Droga al carcere di Velletri, cocaina su ordinazione spedita nei pacchi dei detenuti

Gli stupefacenti arrivavano direttamente in cella insieme ai generi alimentari inviati dalle famiglie. Ordinazioni via telefono, le dosi saldata su carte prepagate

Il carcere di Velletri (Roma)

Il carcere di Velletri (Roma)

Roma, 21 maggio 2024 – Ordinavano la droga direttamente dal carcere, poi i familiari pagavano su carte prepagate. Le dosi di cocaina e hashish venivano fate recapitare direttamente in cella nascosta nei pacchi destinati ai detenuti, inviati tramite spedizionieri. E, una volta introdotta all'interno del carcere, la droga veniva spacciata anche ad altri carcerati. Un sistema ormai collaudato scoperto all’istituto penitenziario di Velletri.
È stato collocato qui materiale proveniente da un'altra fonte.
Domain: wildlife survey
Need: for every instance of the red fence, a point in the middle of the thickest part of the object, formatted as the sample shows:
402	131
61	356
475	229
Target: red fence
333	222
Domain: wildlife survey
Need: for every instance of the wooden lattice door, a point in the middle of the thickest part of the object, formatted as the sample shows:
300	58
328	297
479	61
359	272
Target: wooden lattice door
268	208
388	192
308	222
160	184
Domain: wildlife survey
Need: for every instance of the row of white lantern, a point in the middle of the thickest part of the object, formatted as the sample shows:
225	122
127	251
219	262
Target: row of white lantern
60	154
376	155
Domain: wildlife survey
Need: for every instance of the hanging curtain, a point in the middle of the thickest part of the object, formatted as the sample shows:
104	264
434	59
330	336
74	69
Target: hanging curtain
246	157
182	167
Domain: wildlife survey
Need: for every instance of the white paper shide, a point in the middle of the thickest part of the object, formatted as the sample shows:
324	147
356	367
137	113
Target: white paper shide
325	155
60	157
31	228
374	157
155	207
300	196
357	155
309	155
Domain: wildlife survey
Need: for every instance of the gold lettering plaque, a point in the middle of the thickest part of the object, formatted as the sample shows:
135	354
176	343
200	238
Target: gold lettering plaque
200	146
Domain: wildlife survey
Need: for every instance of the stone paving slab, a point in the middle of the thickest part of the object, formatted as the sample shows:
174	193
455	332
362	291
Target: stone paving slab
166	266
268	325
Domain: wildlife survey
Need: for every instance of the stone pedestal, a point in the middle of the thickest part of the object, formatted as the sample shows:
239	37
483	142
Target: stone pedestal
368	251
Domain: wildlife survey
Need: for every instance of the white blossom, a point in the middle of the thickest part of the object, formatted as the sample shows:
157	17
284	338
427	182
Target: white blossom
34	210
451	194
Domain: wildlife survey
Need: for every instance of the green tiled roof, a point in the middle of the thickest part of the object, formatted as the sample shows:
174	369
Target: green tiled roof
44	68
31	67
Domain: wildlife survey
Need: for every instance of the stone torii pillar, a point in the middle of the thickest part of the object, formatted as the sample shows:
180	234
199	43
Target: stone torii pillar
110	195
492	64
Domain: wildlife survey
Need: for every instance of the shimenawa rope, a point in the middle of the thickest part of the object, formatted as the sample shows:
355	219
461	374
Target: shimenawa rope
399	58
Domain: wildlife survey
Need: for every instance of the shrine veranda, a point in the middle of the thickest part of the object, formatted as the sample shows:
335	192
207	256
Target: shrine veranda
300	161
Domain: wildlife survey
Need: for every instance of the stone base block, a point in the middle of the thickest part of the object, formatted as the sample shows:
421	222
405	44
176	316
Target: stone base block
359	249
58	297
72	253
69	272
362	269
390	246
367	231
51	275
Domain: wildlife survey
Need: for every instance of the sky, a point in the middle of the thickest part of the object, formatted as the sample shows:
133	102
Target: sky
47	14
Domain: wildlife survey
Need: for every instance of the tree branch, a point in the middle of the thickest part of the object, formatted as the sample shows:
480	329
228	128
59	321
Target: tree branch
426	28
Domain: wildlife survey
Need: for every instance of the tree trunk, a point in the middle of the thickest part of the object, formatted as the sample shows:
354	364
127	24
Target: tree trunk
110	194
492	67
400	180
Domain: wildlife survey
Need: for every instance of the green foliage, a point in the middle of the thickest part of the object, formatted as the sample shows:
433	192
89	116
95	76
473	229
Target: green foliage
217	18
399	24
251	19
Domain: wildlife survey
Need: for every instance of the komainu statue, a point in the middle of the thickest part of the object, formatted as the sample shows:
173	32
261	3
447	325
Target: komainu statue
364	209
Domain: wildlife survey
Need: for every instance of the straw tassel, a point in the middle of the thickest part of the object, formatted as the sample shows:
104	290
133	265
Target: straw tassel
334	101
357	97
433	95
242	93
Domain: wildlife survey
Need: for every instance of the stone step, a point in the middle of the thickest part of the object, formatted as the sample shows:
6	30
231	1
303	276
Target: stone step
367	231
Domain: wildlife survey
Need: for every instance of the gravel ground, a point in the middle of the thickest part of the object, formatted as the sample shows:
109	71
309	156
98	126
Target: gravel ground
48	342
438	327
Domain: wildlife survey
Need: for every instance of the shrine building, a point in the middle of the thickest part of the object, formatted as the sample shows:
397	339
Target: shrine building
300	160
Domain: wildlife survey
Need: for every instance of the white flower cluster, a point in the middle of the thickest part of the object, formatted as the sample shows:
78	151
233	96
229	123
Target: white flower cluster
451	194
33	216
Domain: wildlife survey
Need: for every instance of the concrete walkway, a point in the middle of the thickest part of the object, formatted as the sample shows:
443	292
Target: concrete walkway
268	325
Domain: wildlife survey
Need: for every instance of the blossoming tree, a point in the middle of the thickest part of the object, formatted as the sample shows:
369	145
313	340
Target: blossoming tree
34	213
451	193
Sono 33 le persone arrestate oggi dai carabinieri di Velletri, di cui 16 già detenute in carcere. È il racket ricostruito negli ultimi mesi dagli inquirenti, a far scattare le indagini è stato il ritrovamento della droga durante dei controlli in carcere. Tra gli arrestati, anche cinque donne. Sono 11 le ordinanze di custodia cautelare in carcere, 22 gli arresti domiciliari.

Nel corso dell'indagine è emerso un sistema più che collaudato. La droga – sia cocaina che hashish – che veniva nascosta insieme ai generi alimentari confezionati sottovuoto e beni di prima necessità, all'interno di pacchi destinati ai detenuti, inviati tramite spedizionieri. Una volta arrivati all'interno del carcere di Velletri, la droga veniva poi ceduta anche a terzi.

Gli ordini di droga venivano saldati tramite ricariche su carte prepagate da parte di figli, mogli, fidanzate, fratelli, nonni, zii e amici dei detenuti.